It seems like nearly every Doctor Who book is frustrating in some way. This makes sense, considering the conditions they were created under - licensed books that were sold on the strength of the brand rather than the strength of the authors involved. They often involved writers new to the craft of novels; writers who were valued for productivity over quality; and writers who had been involved with the property for years - in a different medium. And this turned out many books that were frustrating in fascinating and valuable ways, books that transcended the problems of the format to create something interesting and fun that could only have been created in this time and place.
Not this book, though.
I mean, the concept is something that could only be created in a context like this - to save the Earth without the Doctor, the supporting characters of different Doctor Who eras have to team up with Earth's worst enemy! But what should be a fun adventure with a bunch of interesting character moments turns into a slog.
The problem here is that this is a book with many deep and complex characters in it that it stubbornly refuses to treat as deep or complex - no, even worse; that it builds an interiority for based on shallow cliches and basic tropes, and then confidently proceeds forward as if this were all the complexity there was in a human soul. The pre-existing Doctor Who characters become broad sketches of themselves, the stock character archetypes that you'd assume if you had no familiarity with the series and someone described them to you in broad detail. (Barbara takes the worst of this; the woman with the hubris to try to overthrow an entire civilization for the greater good, and the wit, spirit and determination to almost pull it off, is attenuated into a plucky, didactic, worrisome schoolteacher.) The new characters are those stock archetypes, thinking loudly about their one-note motivations; they're based firmly in perspectives on the world that are supposed to feel "gritty" and "real", but feel more like the perspective of someone drained of empathy and vitality by the pre-Thatcher era, watching the news and trying to come up with a theory as to why cops, criminals and terrorists acted the way they did. Both groups get the occasional good moment - the primary antagonist, in particular, has a sympathetic moment near the end which almost fleshes her out into a full two dimensions - but moments are all there is.

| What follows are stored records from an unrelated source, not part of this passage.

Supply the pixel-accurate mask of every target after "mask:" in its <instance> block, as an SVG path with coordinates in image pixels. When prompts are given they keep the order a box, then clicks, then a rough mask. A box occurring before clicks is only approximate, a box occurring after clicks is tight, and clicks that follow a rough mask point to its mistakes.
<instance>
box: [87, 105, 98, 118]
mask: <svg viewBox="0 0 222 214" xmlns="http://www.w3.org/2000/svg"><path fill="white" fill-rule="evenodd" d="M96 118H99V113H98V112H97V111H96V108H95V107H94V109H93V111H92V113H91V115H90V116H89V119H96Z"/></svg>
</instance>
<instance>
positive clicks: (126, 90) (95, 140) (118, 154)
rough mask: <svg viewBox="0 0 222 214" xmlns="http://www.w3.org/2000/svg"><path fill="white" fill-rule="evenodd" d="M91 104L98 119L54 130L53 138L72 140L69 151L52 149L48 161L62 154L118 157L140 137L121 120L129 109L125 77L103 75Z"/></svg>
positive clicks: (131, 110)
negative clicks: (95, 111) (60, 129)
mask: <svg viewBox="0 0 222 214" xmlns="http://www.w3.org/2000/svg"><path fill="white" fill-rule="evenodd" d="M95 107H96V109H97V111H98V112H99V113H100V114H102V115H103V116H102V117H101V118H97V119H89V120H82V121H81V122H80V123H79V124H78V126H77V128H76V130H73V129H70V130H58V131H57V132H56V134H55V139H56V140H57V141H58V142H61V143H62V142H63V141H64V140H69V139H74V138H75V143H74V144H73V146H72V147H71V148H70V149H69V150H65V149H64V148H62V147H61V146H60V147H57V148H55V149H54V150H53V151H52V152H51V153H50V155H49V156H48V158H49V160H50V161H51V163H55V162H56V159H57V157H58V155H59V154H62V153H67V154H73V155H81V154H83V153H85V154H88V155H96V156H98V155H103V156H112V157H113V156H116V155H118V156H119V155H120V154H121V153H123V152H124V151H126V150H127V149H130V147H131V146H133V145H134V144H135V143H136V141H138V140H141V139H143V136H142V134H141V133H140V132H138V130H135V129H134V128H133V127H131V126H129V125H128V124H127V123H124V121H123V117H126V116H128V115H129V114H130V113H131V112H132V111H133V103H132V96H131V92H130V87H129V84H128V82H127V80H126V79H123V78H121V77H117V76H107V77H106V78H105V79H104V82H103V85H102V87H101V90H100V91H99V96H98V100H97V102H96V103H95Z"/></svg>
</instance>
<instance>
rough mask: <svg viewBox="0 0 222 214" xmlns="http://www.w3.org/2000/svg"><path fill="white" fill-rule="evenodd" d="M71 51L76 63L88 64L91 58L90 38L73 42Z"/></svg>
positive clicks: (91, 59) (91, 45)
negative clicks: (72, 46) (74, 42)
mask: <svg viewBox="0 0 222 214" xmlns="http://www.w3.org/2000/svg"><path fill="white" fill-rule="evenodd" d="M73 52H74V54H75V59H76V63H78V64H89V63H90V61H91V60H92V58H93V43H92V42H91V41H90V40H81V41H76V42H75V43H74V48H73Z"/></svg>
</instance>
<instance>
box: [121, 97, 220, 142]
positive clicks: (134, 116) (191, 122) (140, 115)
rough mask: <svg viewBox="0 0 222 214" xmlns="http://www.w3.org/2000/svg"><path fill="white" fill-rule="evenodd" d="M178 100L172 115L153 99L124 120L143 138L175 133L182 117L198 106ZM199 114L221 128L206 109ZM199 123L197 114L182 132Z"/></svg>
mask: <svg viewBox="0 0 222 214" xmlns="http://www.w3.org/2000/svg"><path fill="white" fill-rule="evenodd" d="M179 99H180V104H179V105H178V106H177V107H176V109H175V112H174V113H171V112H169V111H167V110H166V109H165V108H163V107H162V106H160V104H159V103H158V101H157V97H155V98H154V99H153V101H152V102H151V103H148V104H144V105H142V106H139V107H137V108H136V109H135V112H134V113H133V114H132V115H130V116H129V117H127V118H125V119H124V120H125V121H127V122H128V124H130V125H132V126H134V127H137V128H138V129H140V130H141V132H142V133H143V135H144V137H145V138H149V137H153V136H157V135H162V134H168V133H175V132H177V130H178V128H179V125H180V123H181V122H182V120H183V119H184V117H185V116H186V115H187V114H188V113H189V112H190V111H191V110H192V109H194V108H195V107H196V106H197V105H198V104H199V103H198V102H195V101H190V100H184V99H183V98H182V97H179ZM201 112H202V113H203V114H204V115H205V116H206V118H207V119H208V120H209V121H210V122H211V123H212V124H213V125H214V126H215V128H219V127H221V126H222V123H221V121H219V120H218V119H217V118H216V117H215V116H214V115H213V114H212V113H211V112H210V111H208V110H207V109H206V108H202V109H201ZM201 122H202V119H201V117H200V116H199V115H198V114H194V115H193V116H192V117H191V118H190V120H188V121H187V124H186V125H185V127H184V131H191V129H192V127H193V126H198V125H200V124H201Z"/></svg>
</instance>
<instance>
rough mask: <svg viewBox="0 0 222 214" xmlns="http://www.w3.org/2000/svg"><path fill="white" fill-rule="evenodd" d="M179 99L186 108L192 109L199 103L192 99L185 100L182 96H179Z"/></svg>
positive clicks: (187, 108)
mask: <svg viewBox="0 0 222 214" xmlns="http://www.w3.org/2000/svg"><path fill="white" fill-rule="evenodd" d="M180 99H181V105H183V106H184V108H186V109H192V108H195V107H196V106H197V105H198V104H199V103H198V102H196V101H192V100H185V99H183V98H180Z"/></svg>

The one exception to this is the Master, who's allowed to be his gleeful, chaotic, indulgent self; who values drama and style almost as much as taking over the world; who understands people deeply but can't bring himself to truly believe that understanding, because it would mean they aren't sheep, aren't a resource to be exploited, and that he is and always has been the worst thing possible - wrong. He feels, if not three-dimensional, an interesting two-dimensional slice of a three-dimensional character. (He's clearly David A. McIntee's favorite character here - this book heavily references the book he wrote about the Master's backstory, The Dark Path, and also throws in refs to another book of his with the Master as the antagonist, Final Frontier.)
The Master pulls my rating up to two stars, but no higher; he can't save this from being a boring book, one that thinks it's far more exciting and complex than it actually is. Not recommended.